Era mindfulness y yo no lo sabía
Hay una sensación que para mí es la infancia y a la que ya solo regreso muy contados mediodías al sol, sola en la terraza de un hotel o en el adormecimiento que antecede a una siesta ocasional. Voy a intentar contar algo que no sé si tiene nombre ni sabré explicar, pero si fracaso, al menos lo haré siguiendo el consejo de Landero: escribe lo que recuerdas y dirás la verdad.

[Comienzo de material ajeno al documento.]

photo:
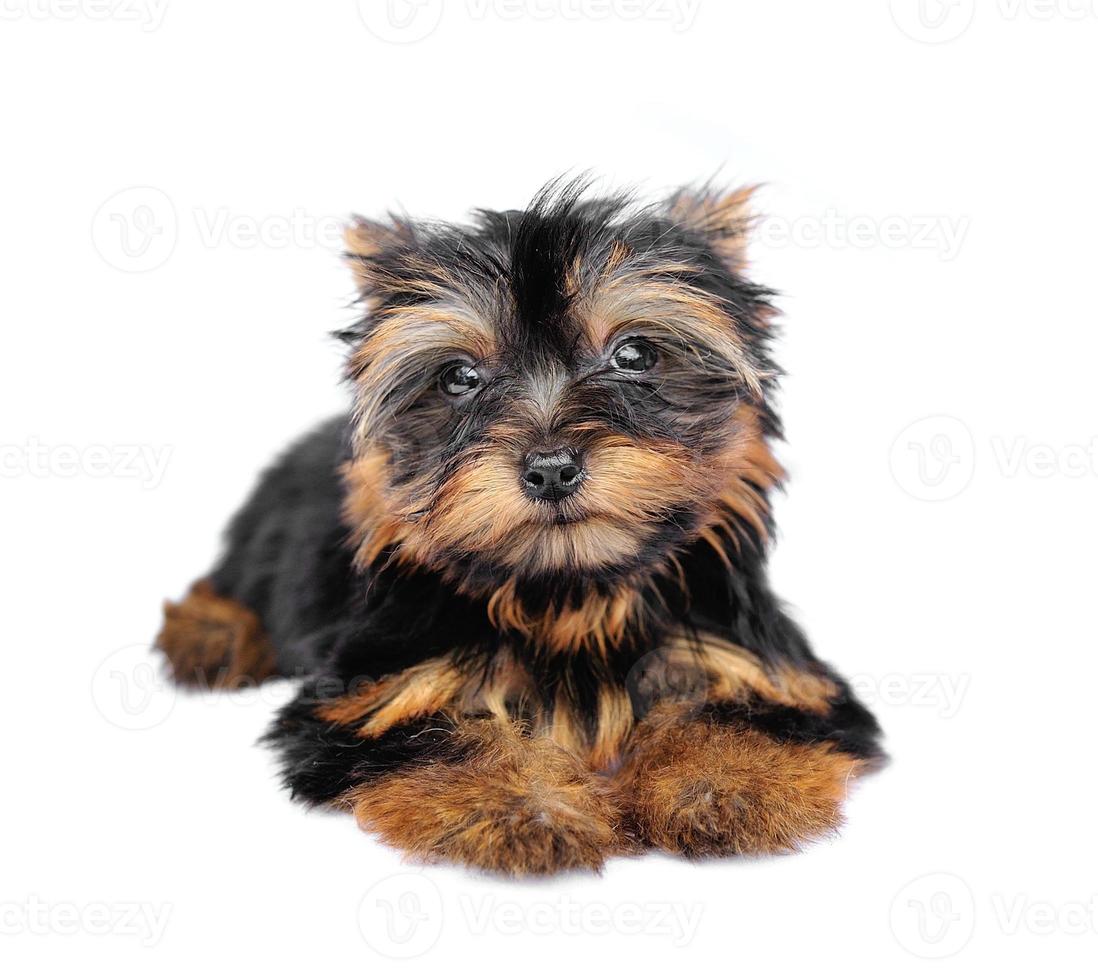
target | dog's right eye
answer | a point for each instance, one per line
(459, 380)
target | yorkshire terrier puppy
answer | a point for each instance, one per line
(525, 577)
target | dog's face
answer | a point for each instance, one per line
(575, 389)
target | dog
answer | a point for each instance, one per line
(524, 579)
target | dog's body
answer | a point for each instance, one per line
(526, 577)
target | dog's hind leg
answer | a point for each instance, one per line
(212, 641)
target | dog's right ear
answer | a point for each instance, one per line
(368, 241)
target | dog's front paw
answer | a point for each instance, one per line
(504, 802)
(703, 788)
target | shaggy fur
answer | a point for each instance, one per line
(530, 680)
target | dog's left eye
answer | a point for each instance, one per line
(634, 356)
(459, 380)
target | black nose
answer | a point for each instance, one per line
(551, 475)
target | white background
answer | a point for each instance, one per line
(930, 186)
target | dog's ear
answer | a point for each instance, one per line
(721, 217)
(367, 243)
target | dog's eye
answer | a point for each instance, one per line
(459, 380)
(635, 356)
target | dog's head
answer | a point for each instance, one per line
(573, 390)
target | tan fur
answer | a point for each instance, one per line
(423, 689)
(514, 804)
(718, 671)
(596, 622)
(213, 641)
(699, 788)
(723, 217)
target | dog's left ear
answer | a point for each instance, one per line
(721, 217)
(369, 241)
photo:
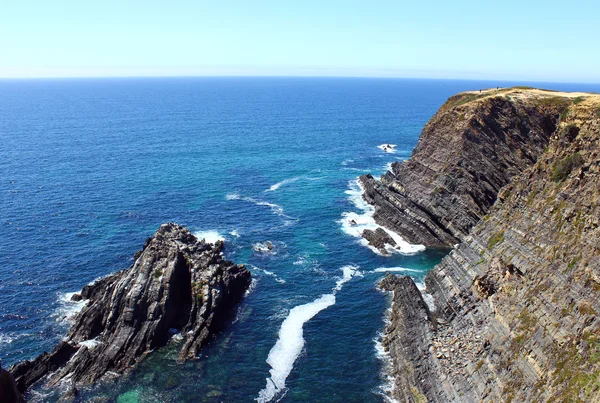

Era el aburrimiento. La sana inacción. El sabor de las horas muertas. Eran paredes pintadas de blanco, mientras corrían los segundos derretidos bajo un cielo muy azul. Era mirar por la ventana del cuarto donde crecí, el patio de la casa de mis abuelos bajo el sol ardiendo. Era no saber si era martes o sábado tumbada en el bordillo de la piscina. Era un trance, la percepción de tiempo detenido, pero a la vez más vivo que nunca, y de vida fácil, extensa, plácida, dulce. Era mindfulness y yo no lo sabía.
Y mientras nada pasaba a mi alrededor, mi mente estaba en blanco, pero se movía a un ritmo lento, preciso, equilibrado. E impulsada por ese compás imaginaba conversaciones, viajaba, recordaba, construía lo que ahora pienso y también lo que ya olvidé. Escribía despierta. Ahora comprendo que mucho de lo que ahora soy y lo que ahora cuento empezó, en realidad, aquellas tardes.
Yo no sé si son los grupos de Whatsapp, si son las series, si es esta interrupción constante autoinfligida, si es este sentir virtual, si es la ciudad, pero solo sé que ahora quiero recuperar más a menudo ese tiempo derretido, la calma en las costillas, los ojos cerrados y la tarea de no tener nada que hacer.